Ecco, come in passato, nel cinema di Comodin il cortocircuito tra realtà e finzione è sempre molto fecondo. Diventa perciò quasi sterile parlare di lungometraggio di finzione, oppure di documentario, quando si segue Gigi in pattuglia. Del resto ci è bastato sentir parlare l’adorabile Pier Luigi Mecchia al Miela per renderci conto che la sua filosofia di vita è quella lì, che con quel timbro di voce inconfondibile non l’esprimerebbe poi così diversamente nel corso di una chiacchierata al bar, da come l’ha lasciata trasparire di fronte alla macchina da presa. Ma affinché questo avvenisse occorreva anche una piena consapevolezza del linguaggio cinematografico. E lo zio cineasta, che in questo è un piccolo Maestro, si è limitato a costruirgli intorno situazioni che tirassero fuori, con la massima naturalezza possibile, quel potenziale. Giocando poi con la macchina-cinema in maniera a volte estrema, provocatoria (la durata delle scene, le pause, i dialoghi che si avvitano su se stessi rendono palpale il sonnacchioso tran tran quotidiano della provincia), sempre però intelligente come pure profondamente rispettosa ed umana.

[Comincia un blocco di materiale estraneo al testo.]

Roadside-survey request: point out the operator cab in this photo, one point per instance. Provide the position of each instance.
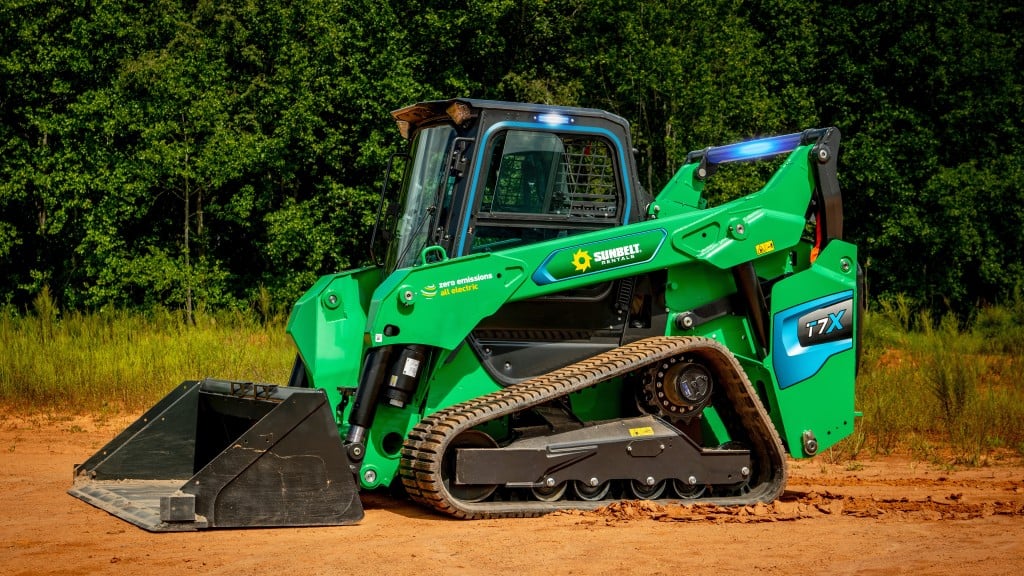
(484, 176)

Questa dimestichezza si trasferisce indi altrettanto agevolmente alle possibili intersezioni di genere: complice la presenza scenica del protagonista, Gigi la legge è un film che conserva la sua identità pur accarezzando la commedia rosa, il road movie, il giallo alla Montalbano (vedi la nota perturbante del suicidio di una giovane sui binari, con annesso “MacGuffin” rappresentato dall’atteggiamento un po’ ambiguo dell’unico testimone, subito colto da Gigi e trasformato in personale ossessione). Al punto che nell’ulteriore azzardo stilistico incarnato dall’ennesima sequenza girata nella semi-oscurità, col sospettato che pare aggirarsi furtivo intorno alla casa del vigile, si colgono persino sfumature lynchane.

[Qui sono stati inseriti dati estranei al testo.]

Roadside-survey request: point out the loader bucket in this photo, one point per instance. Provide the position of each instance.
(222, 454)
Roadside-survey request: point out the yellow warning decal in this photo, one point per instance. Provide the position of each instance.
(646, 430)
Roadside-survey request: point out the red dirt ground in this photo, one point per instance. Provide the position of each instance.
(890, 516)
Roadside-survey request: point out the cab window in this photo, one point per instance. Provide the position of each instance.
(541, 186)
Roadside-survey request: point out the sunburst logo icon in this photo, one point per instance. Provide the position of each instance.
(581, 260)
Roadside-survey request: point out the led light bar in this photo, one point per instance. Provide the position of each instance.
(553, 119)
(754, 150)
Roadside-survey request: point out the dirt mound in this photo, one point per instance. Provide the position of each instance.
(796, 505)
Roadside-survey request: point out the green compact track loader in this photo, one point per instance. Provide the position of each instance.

Se non mancano nemmeno elementi di ispirazione vagamente noir, per quanto inclini al grottesco, vi è da dire che è comunque una comicità situazionista, popolaresca nei modi e alla bisogna un po’ astratta, a prevalere negli incontri del protagonista con gli altri personaggi. Compresi i duetti alla ricetrasmittente con la nuova collega, Paola (deliziosamente in parte un’altra attrice non professionista, Ester Vergolini), da lui precocemente idealizzata fino alla comunque soave epifania della parte finale del film. Un epilogo, in ogni caso, che con la parentesi del TSO a una ragazza del posto e dei ricordi che riaffiorano in Gigi, conferisce di nuovo profondità e intensità al racconto.